The third day we drove to Saas-Fee which took us back along the Rhone River and up the switchback valley road toward the Matterhorn. This town is car free. Saas-Fee is a well known mountaineering center and is at the heart of a circle of mountains which tower to more than 13,000 feet. It is the home of the Fee Glacier. The town has the largest collection of ancient wood structures that stand on piles of flat stones (mazots) to keep them elevated off the ground and above the many feet of snow that falls every year. The alpine village is a ski resort filled with chalet style hotels and restaurants and has cable cars that take you on the several hour trip up to and down from Gornergrat to view the Matterhorn.
The fourth day we drove to Zermatt which is only reachable by train so you must abandon your car in Tasch and take the train the rest of the way up the mountain. The resort town of Zermatt is bigger than but similar to Saas-Fee. Zermatt’s skiable terrain has 73 lifts and a mountain railway that is capable of moving well above 50,000 skiers per hour up to nearly 200 miles of marked trails and even into Italy. We took the cable car up to 12,750 feet to the Matterhorn Glacier Paradise to view the Matterhorn. Zermatt is very charming and filled with hotels, restaurants and shops. Well worth the visit.
The fifth day we spent exploring Brig, the home of the self proclaimed King of Simplon, Kasper Jodok van Stockalper (1609-1691). Through his enterprise he amassed a great fortune from the trade route over the Alps during the salt monopoly. He was courted by emperors and kings, but his wealth and success made him many enemies and he was eventually run out of town and he fled to Italy. He left behind Stockalperschloss, one of the largest private residences in Switzerland and it can be seen from afar with its three towers with bulbous domes standing right where the Simplon Pass begins.
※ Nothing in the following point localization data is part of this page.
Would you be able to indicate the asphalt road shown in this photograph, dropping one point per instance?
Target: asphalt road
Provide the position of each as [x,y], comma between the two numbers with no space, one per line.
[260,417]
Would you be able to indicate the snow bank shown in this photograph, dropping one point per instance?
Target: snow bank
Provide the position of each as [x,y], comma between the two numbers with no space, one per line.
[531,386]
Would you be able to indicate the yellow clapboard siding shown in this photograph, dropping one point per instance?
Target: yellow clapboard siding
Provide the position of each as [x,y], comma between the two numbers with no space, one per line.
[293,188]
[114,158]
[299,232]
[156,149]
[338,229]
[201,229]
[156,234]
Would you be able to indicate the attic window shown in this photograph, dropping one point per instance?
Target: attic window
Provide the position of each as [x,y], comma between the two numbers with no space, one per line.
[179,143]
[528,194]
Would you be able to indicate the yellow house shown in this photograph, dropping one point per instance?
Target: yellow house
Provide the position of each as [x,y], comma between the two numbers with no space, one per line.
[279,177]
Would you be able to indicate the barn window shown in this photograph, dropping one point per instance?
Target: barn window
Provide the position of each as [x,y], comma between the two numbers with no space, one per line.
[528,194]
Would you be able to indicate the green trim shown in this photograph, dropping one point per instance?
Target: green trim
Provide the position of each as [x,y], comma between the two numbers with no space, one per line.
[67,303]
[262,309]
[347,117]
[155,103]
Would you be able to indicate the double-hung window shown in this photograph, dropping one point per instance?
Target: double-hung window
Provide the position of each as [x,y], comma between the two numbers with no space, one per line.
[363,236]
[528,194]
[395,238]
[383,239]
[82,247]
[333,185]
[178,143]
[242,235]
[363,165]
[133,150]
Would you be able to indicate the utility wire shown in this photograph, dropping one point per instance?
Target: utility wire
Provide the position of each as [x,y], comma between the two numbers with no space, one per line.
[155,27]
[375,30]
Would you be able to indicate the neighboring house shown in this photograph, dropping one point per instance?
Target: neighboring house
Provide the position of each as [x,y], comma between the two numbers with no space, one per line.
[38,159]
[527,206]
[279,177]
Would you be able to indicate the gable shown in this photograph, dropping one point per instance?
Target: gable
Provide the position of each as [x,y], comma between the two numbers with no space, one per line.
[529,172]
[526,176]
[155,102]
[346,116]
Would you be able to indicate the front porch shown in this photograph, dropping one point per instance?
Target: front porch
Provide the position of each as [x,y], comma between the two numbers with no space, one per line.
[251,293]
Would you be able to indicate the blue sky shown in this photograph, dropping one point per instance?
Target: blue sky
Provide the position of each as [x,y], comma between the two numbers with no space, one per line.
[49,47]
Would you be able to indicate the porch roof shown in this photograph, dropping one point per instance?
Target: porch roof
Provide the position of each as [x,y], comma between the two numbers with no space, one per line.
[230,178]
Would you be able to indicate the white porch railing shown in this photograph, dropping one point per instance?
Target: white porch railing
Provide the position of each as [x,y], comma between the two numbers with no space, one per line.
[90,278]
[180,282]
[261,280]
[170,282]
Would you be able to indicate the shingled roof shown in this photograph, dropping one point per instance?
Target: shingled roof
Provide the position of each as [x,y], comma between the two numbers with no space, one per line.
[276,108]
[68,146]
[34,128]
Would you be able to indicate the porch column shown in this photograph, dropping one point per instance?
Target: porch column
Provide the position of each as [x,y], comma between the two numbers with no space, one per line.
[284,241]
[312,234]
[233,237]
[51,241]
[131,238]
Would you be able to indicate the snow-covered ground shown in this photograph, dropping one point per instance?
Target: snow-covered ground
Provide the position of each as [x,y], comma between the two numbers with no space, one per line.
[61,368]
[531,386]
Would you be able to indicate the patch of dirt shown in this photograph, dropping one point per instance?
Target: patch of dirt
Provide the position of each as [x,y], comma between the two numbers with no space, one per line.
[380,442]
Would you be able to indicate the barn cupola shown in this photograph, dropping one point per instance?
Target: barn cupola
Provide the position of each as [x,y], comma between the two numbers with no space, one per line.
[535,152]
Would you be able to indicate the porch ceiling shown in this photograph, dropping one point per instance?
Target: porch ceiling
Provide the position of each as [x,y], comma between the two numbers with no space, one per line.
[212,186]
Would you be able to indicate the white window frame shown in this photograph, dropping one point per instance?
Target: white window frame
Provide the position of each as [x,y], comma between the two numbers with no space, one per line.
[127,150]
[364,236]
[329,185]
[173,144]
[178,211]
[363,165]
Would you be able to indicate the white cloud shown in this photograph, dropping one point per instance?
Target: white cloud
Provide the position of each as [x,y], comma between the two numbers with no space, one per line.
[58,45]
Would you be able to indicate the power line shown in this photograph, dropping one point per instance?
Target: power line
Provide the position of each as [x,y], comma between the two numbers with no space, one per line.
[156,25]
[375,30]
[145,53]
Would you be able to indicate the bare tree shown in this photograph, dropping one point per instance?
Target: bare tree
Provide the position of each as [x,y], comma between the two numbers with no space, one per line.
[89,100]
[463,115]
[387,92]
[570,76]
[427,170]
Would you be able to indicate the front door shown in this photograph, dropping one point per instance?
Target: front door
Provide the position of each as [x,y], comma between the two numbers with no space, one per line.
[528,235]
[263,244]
We toured the home and the town with its many pedestrian only streets full of shops and restaurants.
On day six we headed east along the Rhone River to the lift village of Bettmeralp. After two cable car rides up the side of the mountain. We spent the day hiking around and viewing the Grosser Aletschgletscher (Glacier). We were shocked to see a family with a small child perched on the edge of the rocky cliffs overlooking the glacier having a picnic. There were no hand rails here. Quite different than the U. S. safety standards! Here we were literally on the top of the world with 360 degree views of the Alps.
On day seven we headed back along the Rhone River even farther east to the Furka Pass. This road on the pass is famous for its twists and turns as it climbs up over the Alps. Our destination was Gletsch where we hiked down a narrow rocky path to the cave carved out of the inside of the glacier. Although it was tough to choose, this would have to be our favorite day trip. Walking through tunnels carved out of the glacier was an experience we will never forget. We stopped in Munster for dinner on the way back to Rosswald.
Even though we had been there before, one week in Switzerland was not nearly enough. It was not even enough to explore the entire canton of Valais. We will definitely be going back the next chance we get.